I’m not sure what I was looking for on Craigslist. . . I have a number of hobbies that take me there from time to time. Unfortunately for the most part Craigslist has been a series of ‘I’m sorry it just sold before you called’ experiences for me.
This week was different though. Whatever I was searching for lead me to a bit of an oddly posted ad that included a coin-operated Fortune Teller. I love coin-op stuff, and I love fortune tellers so I contacted the seller. One thing after another and I found myself in a suburb far away from my normal ‘stomping ground.’ I left the seller’s house with ‘Destiny’ in the back of my car already excited from an successful day. Samantha (my GPS for the uninitiated) was all warmed up from guiding me to the sellers home so I asked her about comic shops in her lovely ‘points of interest’ directory.
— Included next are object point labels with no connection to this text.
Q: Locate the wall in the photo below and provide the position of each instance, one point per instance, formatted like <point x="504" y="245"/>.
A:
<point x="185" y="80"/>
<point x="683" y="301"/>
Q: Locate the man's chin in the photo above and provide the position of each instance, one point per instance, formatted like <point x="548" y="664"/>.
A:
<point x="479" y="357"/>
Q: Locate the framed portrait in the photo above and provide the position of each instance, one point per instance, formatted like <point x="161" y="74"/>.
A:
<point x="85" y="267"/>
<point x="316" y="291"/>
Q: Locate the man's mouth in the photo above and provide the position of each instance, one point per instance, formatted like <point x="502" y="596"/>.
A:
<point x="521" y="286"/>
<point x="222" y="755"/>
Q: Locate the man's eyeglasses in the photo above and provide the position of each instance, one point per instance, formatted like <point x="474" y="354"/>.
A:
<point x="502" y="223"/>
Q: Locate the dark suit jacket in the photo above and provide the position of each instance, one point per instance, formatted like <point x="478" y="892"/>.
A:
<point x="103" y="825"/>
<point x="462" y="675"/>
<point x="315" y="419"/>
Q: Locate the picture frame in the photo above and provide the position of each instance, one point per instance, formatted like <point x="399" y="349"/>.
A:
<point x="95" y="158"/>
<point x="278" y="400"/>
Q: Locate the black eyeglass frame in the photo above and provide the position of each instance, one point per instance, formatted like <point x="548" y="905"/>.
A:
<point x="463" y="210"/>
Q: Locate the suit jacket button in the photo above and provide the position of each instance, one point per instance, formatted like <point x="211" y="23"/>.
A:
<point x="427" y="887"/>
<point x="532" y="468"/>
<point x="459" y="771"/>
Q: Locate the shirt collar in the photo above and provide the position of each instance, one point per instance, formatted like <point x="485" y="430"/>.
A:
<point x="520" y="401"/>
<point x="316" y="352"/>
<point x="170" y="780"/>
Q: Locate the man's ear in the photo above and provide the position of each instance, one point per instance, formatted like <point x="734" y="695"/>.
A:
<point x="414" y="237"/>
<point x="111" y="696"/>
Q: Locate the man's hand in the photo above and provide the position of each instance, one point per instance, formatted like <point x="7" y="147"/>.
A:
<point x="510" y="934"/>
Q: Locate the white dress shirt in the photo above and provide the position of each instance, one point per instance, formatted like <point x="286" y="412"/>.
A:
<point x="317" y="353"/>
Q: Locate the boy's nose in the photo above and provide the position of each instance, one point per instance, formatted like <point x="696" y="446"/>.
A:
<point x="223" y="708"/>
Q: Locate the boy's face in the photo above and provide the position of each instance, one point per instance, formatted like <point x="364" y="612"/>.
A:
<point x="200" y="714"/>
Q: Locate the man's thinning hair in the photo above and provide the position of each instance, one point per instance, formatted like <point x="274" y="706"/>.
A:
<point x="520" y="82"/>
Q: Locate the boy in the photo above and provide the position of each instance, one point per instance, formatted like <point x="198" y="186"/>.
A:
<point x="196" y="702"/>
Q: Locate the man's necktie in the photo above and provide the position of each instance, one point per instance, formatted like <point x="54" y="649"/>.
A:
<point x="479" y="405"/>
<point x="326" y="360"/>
Rick’s Comics was only about two miles away and sort of in the direction I was heading so I asked Samantha to show me the way to Rick’s. She dutifully complied leading me through some areas I wasn’t quite sure I should be driving through, but I made it just fine. As I approached the building I saw a rack of trading cards out on the street with some newish Garbage Pail Kids on the rack so I had some hope that it would be another fruitful stop for me. As the door opened I was greeted with literally stacks of comics, cards, action figures and all the related materials you can think of stacked 10-15 feet high forming a bit of a maze through this treasure trove of a shop. A boisterous voice boomed across the room at me “Hi! How long has it been since you’ve been here?” He asked. I stood, a bit stunned, trying to take it all in before processing what he asked and responded “Uh. . . I’ve never been here before.” My eyes scanned stacks and piles looking for tell tale signs of cards, and they were everywhere. It was like new product had been getting stacked on top of old product for the last 15 years. There were stacks of 5000 count boxes of cards in the back of the room, stacks of 3000 count boxes by the door. A shelf of binders, random boxes stacked on top of and under various things throughout the store, random packs on display taped to the wall, packs of Don Maitz cards on top of comic boxes, boxes of Wayne Barlowe cards on top of a shelf of busts, packs of Disney cards under a rack of comics and books, a tin of Plasm cards, boxes of Women of Marvel tucked in here and there, and on and on and on. It literally would take someone hours, if not days to go through everything in Rick’s shop, and according to the boisterous fellow (Rick? — I’m gonna call him Rick) there is a warehouse where they have even more cards, comics and who-knows-what else.
Rick was exceptionally friendly, in that stereotypical ‘Chicago Guy’ fashion. He was very interested in talking about the hobby, but less interested in digging through boxes to find cards. That’s not to say he didn’t grab various things and show them to me, but by his own admission the monster boxes and shelves were in no particular order. The pricing on most things was pretty much on the fly — most packs were marked $3-$3.50 regardless of age or desirability, the Daredevil box was $65, and Women of Marvel boxes were $90. Rick seemed pretty willing to work on prices for most things and I spied what looked like most of a box of Iron Man. It was marked $4 a pack, and there were 23 packs in the box. . . plus there was a pack taped to the wall making a full box of packs. I had been considering picking up a some Iron Man since I really enjoyed the movie so I asked about the price, and he said he could sell them for $2 a pack. I realize that $48 for a box worth of packs of Iron Man isn’t exactly a spectacular deal, but I had the itch to open something so I pulled the trigger. Once I decided to buy the Iron Man another patron came into the shop and I literally stood there while Rick and this guy had thirty minute conversation about the Watchmen. Various other collectors walked in and walked out. . . some waited to be able to get a word into the conversation to ask a question, but most simply waited a few minutes and walked out. At this point I had been in the shop for well over an hour and didn’t want to walk out empty handed, so I waited for my opportunity and told him I wanted the Iron Man cards.
I was tempted to buy some other packs in addition to the Iron Man, but I’m always leery of buying packs at new shops so I only bought the Iron Man. As I jumped in the card and set Samantha on a course for home I ran through the best cards in the set, and felt that the best pull for me would be Jeff Bridges. Downey Jr. is cool, and more expensive, but Bridges would be my #1 pick out of the set, at the same time I was keenly aware I may have just spent $50 on cherry picked packs. The first stoplight I grabbed a pack and cracked it open to find a costume card — nothing special, but it told me the box mostly likely wasn’t cherry picked. Over the course of the long drive home I grabbed packs when I could (yes I opened packs while driving — sorry mom). Then, about three-quarters of the way through the packs, I looked down to see Jeff Bridges staring me in the face. It was almost like a dream. At first I didn’t realize I had actually pulled Jeff Bridges’ autograph. Looking back I think it was The Big Lebowski rewarding me for waiting patiently for Rick to tell his stories to me and other folks in the shop. The Dude abides, and apparently awards others for abiding as well.